Sen. Philip Harriman, R-Yarmouth, questioned why the ban did not extend to taverns so
all workers would be protected, and suggested an amendment to that effect would be presented. "If we
have a health menace in the workplace, we ought to treat all workers the same," said Harriman.
Judy Paradis, Senate chairwoman of the Health and Human Services Committee, explained
why supporters did not seek smokefree taverns. "We're taking a half loaf instead of a full loaf,"
said Paradis, whose committee narrowly endorsed the bill.
As the bill came up for debate, the Maine Restaurant Association said a survey
showed that 73 percent of Maine's restaurant owners believe they should have the option of
ventilating their buildings, and half think they will lose customers if smoking is banned.

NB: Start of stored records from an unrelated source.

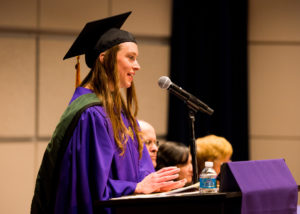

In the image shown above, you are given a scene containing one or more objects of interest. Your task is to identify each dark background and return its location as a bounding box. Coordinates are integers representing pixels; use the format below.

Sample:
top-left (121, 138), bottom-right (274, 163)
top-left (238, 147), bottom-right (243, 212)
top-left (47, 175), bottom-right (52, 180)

top-left (167, 0), bottom-right (249, 161)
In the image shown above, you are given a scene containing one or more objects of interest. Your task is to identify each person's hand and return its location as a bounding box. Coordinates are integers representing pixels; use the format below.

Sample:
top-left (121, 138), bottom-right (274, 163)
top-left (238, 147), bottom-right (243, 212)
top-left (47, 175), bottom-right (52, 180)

top-left (134, 167), bottom-right (186, 194)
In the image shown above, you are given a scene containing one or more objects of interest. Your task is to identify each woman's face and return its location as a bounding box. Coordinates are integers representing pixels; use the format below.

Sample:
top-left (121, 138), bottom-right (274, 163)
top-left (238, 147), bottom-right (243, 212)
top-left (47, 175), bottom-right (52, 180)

The restaurant group said the poll, conducted March 20-21 by Strategic Marketing Services
of Portland, was funded in part by the Philip Morris Company.
- Tobacco Taxes Won't Hurt The Poor
- Robert Hess, president and chief executive officer of the Center
for Poverty Solutions, supports Maryland's proposed cigarette
tax and argues that the tax will benefit the poor -- a
constituency targeted by Big Tobacco for years.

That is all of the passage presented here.